Monday, Jul. 25, 1949

Locking the Door

When a $10,000-a-year official of the RFC, John Hagerty, took over the $30,000-a-year presidency of Waltham Watch Co. (TIME, May 9), many a congressional temper flared. For Hagerty, as the RFC's Boston manager, had recommended the $9,000,000 loan (later cut to $6,000,000) that enabled Waltham to reorganize. A Senate committee began digging into the RFC's records, found that the RFC had been an open door to high-salaried jobs in other companies which it had bailed out. In 4 1/2-years, 20 RFC employees had joined companies that were in debt to the RFC. Like Hagerty, many of them had recommended loans for their future employers. Examples of other shifts:

P: Sterling Foster, ex-chief of the RFC's loans operations division, to the presidency of South Carolina's Plywood Plastic Co., which has $3,000,000 in RFC loans.

P: Ben Shallit, RFC engineer who recommended a $200,000 loan to Alaska's Usibelli Coal Mines Inc., to assistant manager of the company.

P: RFC's Merl Young, an $18,000 vice-presidency at Ohio's Lustron Co., which has a $34.5 million RFC loan.

Last week, the Senate Banking & Currency Committee decided it was time to lock the RFC's job-placement door. It approved a bill that would bar RFC officials who have lending discretion from accepting jobs with RFC borrowers for two years after loans are made. Speedy congressional passage was likely.

A few Senators were also looking for other doors to lock. With the Army tracking down the shennanigans of "Five-Percenters" (see NATIONAL AFFAIRS), Nebraska's Senator Hugh Butler thought the Government ought to go after its own ex-officials who practice law before the same agencies they once bossed.

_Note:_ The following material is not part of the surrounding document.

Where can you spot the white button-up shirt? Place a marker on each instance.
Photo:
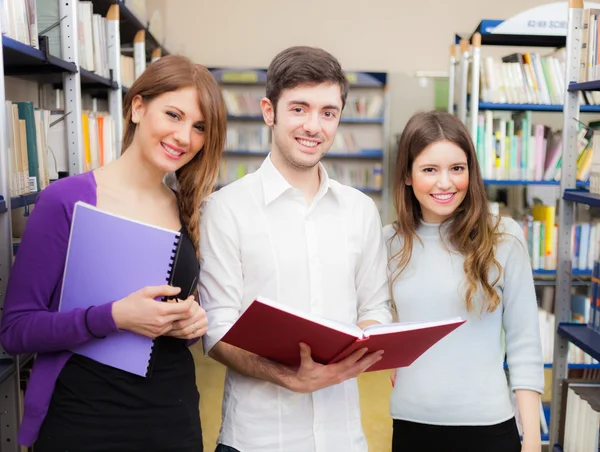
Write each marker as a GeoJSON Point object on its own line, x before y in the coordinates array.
{"type": "Point", "coordinates": [258, 237]}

Specifically, Butler mentioned ex-CAB Chairman James Landis, ex-Trustbuster Thurman Arnold, ex-OPA Boss Paul Porter and ex-Under Secretary of the Interior Abe Fortas. He called them "the real influence men ... the professional bleeding hearts of the New Deal who have been converted to the private enterprise system by ... fat legal fees." Butler wanted to outlaw all such representation for at least two years after officials left federal service.